Constater des divergences de visées entre des artistes usant de moyens d'expression différents ne préjuge immédiatement d'aucun échec et ouvre, au contraire, à la compréhension réelle des rapports qui unissent les différents arts. Au demeurant, ces rapports sont toujours complexes; ils sont faits de transpositions et de trahisons nécessaires, mais l'une de leurs règles les moins contestables reste l'obligation d'obtenir dans le medium dérivé, indépendamment des différences de contenu, un taux maximum de cohérence sémiotique.
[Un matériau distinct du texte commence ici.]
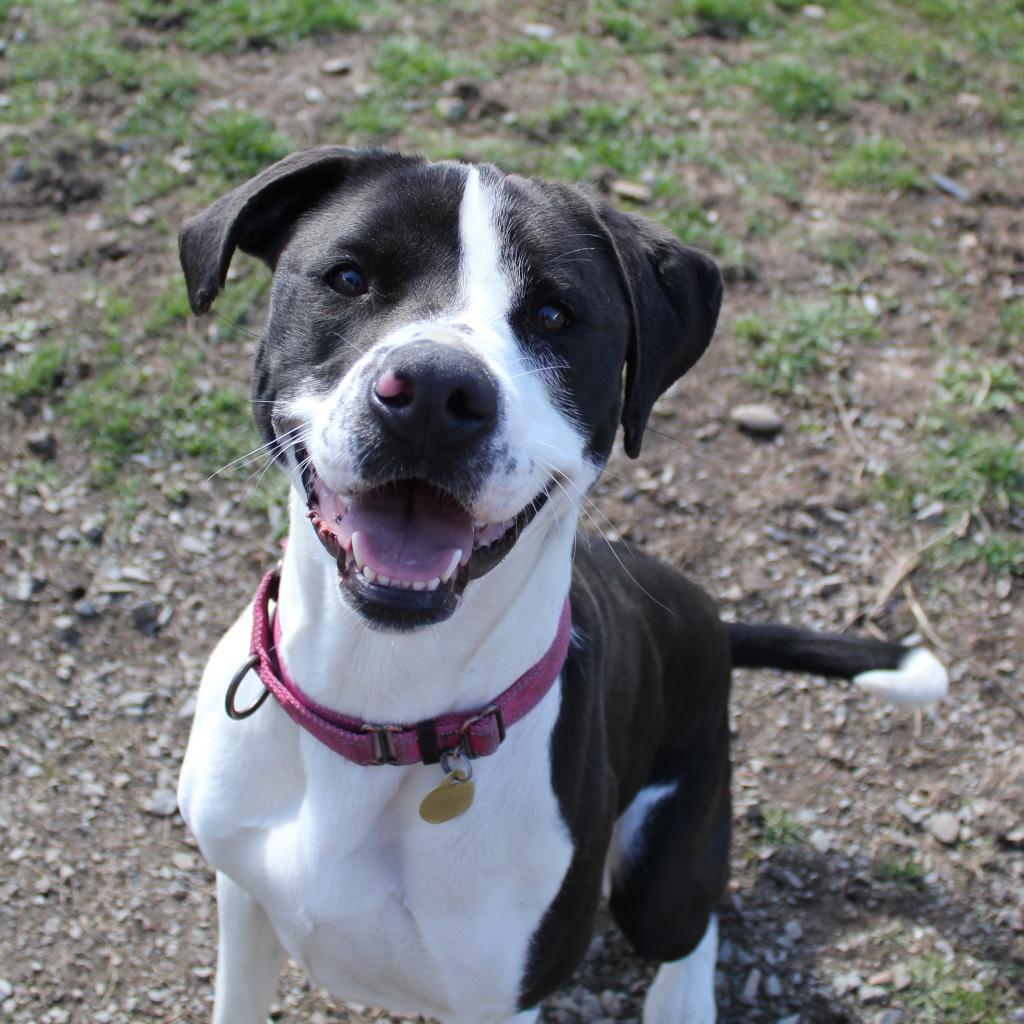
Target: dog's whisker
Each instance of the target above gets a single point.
(265, 449)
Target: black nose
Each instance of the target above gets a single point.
(430, 396)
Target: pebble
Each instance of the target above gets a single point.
(42, 444)
(751, 986)
(901, 977)
(870, 993)
(451, 108)
(757, 418)
(161, 803)
(844, 983)
(141, 216)
(134, 700)
(945, 827)
(145, 617)
(336, 66)
(821, 841)
(890, 1017)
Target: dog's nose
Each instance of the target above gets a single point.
(430, 395)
Le vieux principe selon lequel une traduction n'est bonne que dans la mesure où elle est infidèle s'applique évidemment par excellence à la mise en musique de la poésie, mais à en rester là nous n'alignerions que des banalités.

Il ne s'agit en effet pas ici de dire que Poulenc a méconnu le génie véritable de poètes qui figurèrent aussi parmi ses amis, mais bien plutôt de tenter de montrer comment, pour devenir une oeuvre autonome et réussie, structurée selon ses règles propres, la partition dérivée d'un recueil poétique peut et doit trahir l'ordre et la logique première de son antécédent littéraire. On aurait beau jeu d'appliquer une telle analyse au Travail du peintre, qui n'est, d'une certaine manière, que la troisième version des tableaux déjà glosés par Eluard: il y aurait lieu à cet endroit de s'interroger déjà sur la première transposition (la violence de certains poèmes d'Eluard semblant nous emmener bien loin de certains styles picturaux évoqués), avant d'étudier la partition de Poulenc, qui, dans certains cas (comme «Picasso»), renchérit sur la violence du poète (Poulenc reconnaissait en effet à sa mélodie «un ton orgueilleux qui convient bien au modèle»).

Je m'en tiendrai cependant au Bestiaire. D'emblée, l'application du postulat de variabilité structurelle me paraît ici particulièrement aisée dans la mesure où Poulenc réduit à six les trente poèmes d'Apollinaire: la différence de volume des deux recueils implique déjà, avant même l'intervention de la musique, une logique de lecture tout autre.